Basically there are two things you have to do, get rid of the _s and get rid of the _k. I picked up these ideas from the squeak-dev list when Adrian from cmsbox explained what they were doing. He didn't post any code, just a quick description of the method, but it was more than enough to get me going.

Getting rid of the _s is trivial, it's a configuration option on the application config page. Using that method however will cost you an initial redirect where Seaside sets a cookie and then redirects so it can detect the cookie on the following request. This leaves you without the _s but immediately leaves you sitting on a page with a _k and c in the URL when you haven't even done anything but hit the site root; it's ugly.

If you want clean URLs, at least for something as simple as page to page navigation where nothing fancy is going on you probably don't want this initial redirect, bots don't like it either. The fix is to not enable cookie sessions via the config, but to do it manually by tagging the response with the cookie on the way out if it isn't already there.

On your WASession subclass just override #returnResponse: with something like this:

returnResponse: aResponse 
    (self currentRequest cookieAt: self application handlerCookieName) 
        ifNil: [ aResponse addCookie: self sessionCookie ].
    ^ super returnResponse: aResponse

This adds the same cookie the config screen would without the redirect and thus without the initial ugly URL when a new session is instantiated.

We also have to remove the _s from generated callback URLs. Add another override to extend the behavior of #actionUrlForKey: to strip the _s when a session cookie is found:

actionUrlForKey: aString 
    | url |
    url := super actionUrlForKey: aString.
    (self currentRequest cookieAt: self application handlerCookieName) 
            ifNotNil: [ url parameters removeKey: self application handlerField ].
    ^ url

This takes care of the _s, you'll never see it again.

The _k is a little more interesting, so I'll use this blog as my example.

I tend to use a root component which acts as an outer frame and has an instance variable for the current body, header, and footer components. Sometimes some of this stuff in the root component might be expensive to get, so I don't want to have to do it more than once per session, or I just want it to persist between requests.

Normally when a request comes in without a _k, the current session will be invoked to create a new render loop main, which will be invoked to create a new instance of your root component and render it.

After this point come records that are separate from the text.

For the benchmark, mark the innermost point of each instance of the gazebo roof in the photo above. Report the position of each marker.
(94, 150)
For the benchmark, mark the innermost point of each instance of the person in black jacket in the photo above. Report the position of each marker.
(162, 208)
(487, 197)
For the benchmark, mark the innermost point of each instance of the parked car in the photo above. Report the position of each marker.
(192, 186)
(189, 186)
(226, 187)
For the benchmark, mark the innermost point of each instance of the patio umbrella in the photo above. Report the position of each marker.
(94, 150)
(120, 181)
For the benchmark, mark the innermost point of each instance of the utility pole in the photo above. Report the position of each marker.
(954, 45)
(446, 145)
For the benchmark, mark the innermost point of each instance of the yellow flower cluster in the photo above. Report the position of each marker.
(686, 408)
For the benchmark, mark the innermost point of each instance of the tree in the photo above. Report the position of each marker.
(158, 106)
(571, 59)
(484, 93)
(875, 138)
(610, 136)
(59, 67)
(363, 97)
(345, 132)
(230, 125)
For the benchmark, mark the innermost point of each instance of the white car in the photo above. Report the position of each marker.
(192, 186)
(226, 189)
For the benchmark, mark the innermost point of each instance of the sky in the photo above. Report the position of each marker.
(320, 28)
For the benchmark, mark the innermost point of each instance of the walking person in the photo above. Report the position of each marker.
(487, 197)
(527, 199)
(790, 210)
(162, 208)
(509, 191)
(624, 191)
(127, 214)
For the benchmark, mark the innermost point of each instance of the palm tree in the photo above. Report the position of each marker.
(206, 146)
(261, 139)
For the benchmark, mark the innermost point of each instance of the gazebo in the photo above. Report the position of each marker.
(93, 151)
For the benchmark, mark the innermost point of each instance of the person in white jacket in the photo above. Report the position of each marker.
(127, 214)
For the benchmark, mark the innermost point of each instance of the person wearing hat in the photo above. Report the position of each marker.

I want to avoid this--though this part isn't strictly necessary if you're OK with each request creating a new instance of your root--and keep the existing instance of the root component as well as parse the URL to decide what component should be loaded as the current body. This requires a custom #WARenderLoopMain subclass installed as the main class in the configuration.

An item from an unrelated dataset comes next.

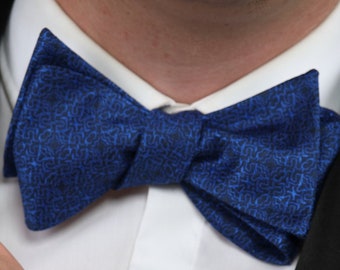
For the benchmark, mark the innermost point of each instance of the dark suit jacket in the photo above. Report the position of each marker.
(321, 249)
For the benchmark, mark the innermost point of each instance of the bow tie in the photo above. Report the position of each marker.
(252, 169)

This all starts at, go figure, #start: on the session class. So we'll override the default implementation with this:

start: aRequest 
    ^ self mainClass new
        blog: blog;
        start: aRequest

Here we see blog, which is an instance of the root component that I want to reuse. I'm simply passing on the root component instance to the custom #WARenderLoopMain subclass.

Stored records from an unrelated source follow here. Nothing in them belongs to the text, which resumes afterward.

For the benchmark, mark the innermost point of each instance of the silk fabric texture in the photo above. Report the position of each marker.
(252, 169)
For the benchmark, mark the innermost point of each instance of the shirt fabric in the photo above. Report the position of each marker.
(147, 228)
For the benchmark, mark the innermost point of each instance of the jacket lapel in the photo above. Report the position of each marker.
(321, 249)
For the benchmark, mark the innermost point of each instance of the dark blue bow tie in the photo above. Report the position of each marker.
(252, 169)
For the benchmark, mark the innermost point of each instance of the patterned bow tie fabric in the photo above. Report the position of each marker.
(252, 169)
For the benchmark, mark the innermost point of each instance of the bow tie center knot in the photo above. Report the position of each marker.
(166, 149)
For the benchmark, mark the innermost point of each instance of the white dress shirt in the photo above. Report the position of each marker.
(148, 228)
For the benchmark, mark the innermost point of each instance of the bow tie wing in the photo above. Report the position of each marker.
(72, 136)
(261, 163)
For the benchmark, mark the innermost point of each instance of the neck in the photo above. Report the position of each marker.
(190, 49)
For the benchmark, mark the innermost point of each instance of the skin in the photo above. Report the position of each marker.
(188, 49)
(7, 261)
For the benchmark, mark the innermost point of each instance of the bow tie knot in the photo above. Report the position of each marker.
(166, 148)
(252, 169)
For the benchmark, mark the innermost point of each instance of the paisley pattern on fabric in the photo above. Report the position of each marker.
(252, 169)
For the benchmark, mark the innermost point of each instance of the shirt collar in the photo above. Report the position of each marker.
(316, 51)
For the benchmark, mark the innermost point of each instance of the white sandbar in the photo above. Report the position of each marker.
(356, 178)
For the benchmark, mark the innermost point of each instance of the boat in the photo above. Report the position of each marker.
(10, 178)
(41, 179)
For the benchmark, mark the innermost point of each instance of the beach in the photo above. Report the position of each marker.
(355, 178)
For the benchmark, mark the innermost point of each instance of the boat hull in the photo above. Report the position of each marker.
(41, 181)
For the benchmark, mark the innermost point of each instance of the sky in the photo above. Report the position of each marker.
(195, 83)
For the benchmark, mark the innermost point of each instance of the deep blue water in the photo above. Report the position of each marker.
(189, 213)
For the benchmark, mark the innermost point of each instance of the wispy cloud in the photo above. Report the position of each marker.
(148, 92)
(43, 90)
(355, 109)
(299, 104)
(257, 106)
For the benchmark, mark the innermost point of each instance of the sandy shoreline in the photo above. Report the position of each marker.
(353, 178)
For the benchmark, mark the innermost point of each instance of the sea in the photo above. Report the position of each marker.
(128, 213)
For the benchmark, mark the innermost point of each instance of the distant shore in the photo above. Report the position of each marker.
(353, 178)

This means my session class needs to keep track of the root component, easy enough to do in the #initialize of the root component.

initialize
    super initialize.
    self session blog: self.
    currentBody := SBPostsView new.

Now the custom WARenderLoopMain subclass has the root component. A simple override of the #createRoot factory method allows me to return the same instance each time instead of creating a new one:

createRoot
    ^ blog ifNil: [ self rootClass new ]

At this point, I could override #start: and do all my URL parsing now, in the render loop, but I won't because I prefer to let each component parse the URL for itself taking its relevant state and loading itself up however it wishes. The default behavior of #start: already allows this by invoking #initialRequest: on each visible component.

Now, this won't be an initial request, but a subsequent request on an already initialized component; however, about the only thing I ever use #initialRequest: for is parsing URLs, so I'm happy to just treat each request without a _k as an #initialRequest: to a component.

#initialRequest: aRequest
    "parse aRequest url however you like"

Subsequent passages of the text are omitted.